Molecular karyotyping of the patient showed an 84-kb duplication within chromosomal region 2q33.1 (arr[hg19] 2q33.1(200,256,583–200,340,204) × 3) encompassing a part of the SATB2 gene (Figure 2a). In addition, a 900-kb duplication in chromosomal region 16q22.3 was detected that did not seem to be related to the patient’s phenotype. Subsequent MLPA analysis of the girl and her parents confirmed a de novo duplication of exon 3 of the SATB2 gene in the patient (exon numbering according to ENST00000417098). Sequence analysis of genomic DNA using primers flanking the predicted duplication breakpoints revealed that the duplication is in tandem with no additional sequence changes (Figure 2d). Furthermore, on the basis of this analysis the precise position of the duplication could be narrowed down to 200 256 546–200 310 885 bp (chr2:g.200256546_200310885 dup/NM_001172509.1: c.169+9707_347-10003dup) with a duplication size of 54 kb. Reverse transcription PCR analysis with cDNA primers flanking the duplicated exon 3 resulted in a 314-bp wild-type fragment in the parents and one healthy control individual, and two additional fragments of 500 bp and 600 bp in the patient (Figure 2f). Subsequent Sanger sequencing of the gel-extracted cDNA fragments showed that the 500-bp fragment represented the transcript of the allele with the tandem duplication of exon 3 in frame. This is consistent with coexpression of transcripts with a duplicated exon 3 and wild-type transcripts in the patient. The 600-bp fragment could not be extracted from the gel and thus further characterization was not possible.

Figure 2
figure 2

Molecular genetic investigations. (a) Array profile of the patient representing the duplicated region within SATB2; (b) zoom into the SATB2 region of interest showing localization of MLPA probes (dark bars: duplicated probes; light bars: normal probes); (c) schematic view of the duplication (box) within SATB2 and localization of primer pairs for duplication breakpoint mapping (arrows); (d) sequence analysis of the duplication breakpoint on genomic DNA level. (e) cDNA: schematic view of wild-type and aberrant SATB2 transcripts with localization of cDNA primer pairs (arrows). (f) cDNA analysis showing the 314-bp wild-type fragment (1) in the parents and a healthy control (WT) and two additional fragments of 500 bp (2) and 600 bp (3) in the patient. Exon numbering is according to Ensemble transcript ENST00000417098. bp, basepair; dup, duplication; fwd, forward; rev, reverse; UTR, untranslated region; WT, wild-type.

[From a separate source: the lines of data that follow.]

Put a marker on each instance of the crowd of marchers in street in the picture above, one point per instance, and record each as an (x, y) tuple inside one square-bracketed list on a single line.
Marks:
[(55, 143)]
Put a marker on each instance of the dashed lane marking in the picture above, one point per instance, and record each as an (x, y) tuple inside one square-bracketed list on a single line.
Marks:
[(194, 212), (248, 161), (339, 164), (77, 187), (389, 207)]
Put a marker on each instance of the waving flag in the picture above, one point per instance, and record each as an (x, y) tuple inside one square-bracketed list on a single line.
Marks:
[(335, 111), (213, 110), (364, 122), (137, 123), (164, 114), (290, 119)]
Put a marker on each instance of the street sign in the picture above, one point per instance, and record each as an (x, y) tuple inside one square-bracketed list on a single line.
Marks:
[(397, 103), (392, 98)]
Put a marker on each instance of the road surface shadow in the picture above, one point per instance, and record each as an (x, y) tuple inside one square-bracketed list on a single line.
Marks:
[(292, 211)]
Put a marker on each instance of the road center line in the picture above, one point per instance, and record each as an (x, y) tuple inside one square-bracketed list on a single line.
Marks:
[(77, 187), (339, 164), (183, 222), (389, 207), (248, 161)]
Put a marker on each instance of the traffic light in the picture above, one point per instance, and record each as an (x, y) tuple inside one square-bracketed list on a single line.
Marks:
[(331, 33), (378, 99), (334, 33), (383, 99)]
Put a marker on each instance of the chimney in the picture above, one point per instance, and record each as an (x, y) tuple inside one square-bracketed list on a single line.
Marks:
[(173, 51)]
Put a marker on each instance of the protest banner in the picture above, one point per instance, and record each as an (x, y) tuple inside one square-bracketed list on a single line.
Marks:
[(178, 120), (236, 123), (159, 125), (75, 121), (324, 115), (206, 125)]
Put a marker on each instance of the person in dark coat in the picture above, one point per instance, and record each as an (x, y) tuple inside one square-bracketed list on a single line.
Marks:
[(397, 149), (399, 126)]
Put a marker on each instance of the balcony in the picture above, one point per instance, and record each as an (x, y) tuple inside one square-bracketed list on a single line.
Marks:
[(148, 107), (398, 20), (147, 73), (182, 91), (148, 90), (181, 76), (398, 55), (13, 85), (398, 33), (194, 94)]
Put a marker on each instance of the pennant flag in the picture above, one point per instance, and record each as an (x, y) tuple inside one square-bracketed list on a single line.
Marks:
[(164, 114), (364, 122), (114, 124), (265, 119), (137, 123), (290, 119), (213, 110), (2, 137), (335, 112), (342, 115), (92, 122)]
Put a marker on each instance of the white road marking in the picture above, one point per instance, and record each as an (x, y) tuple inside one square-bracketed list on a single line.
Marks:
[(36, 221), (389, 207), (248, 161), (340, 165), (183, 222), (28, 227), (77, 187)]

To exclude the presence of a pathogenic variant on the second allele Sanger sequence analysis of the 10 coding exons (exons 2–11) and the exon/intron boundaries of SATB2 was performed and did not show any causative variants.

Conclusion

Here we present a detailed clinical and molecular description of the first case with an intragenic SATB2 duplication leading to a similar phenotype as described for patients with intragenic SATB2 deletions or a heterozygous SATB2 nonsense mutation.6, 7, 8, 9, 10 The patient presented with ID, nearly absent speech and suspected hypodontia, the characteristic features of SAS. By molecular genetic investigations we were able to confirm a tandem duplication of exon 3 with different coexpressed transcripts of SATB2. We hypothesize that the aberrant transcripts lead to functionally impaired or nonfunctional proteins and consequently to haploinsufficiency of SATB2. Sequencing of the entire SATB2 gene revealed no additional sequence alteration, which is in line with an autosomal dominant entity of SAS, caused by haploinsufficiency of SATB2. This case provides further insight into the spectrum of the molecular mechanisms leading to SAS.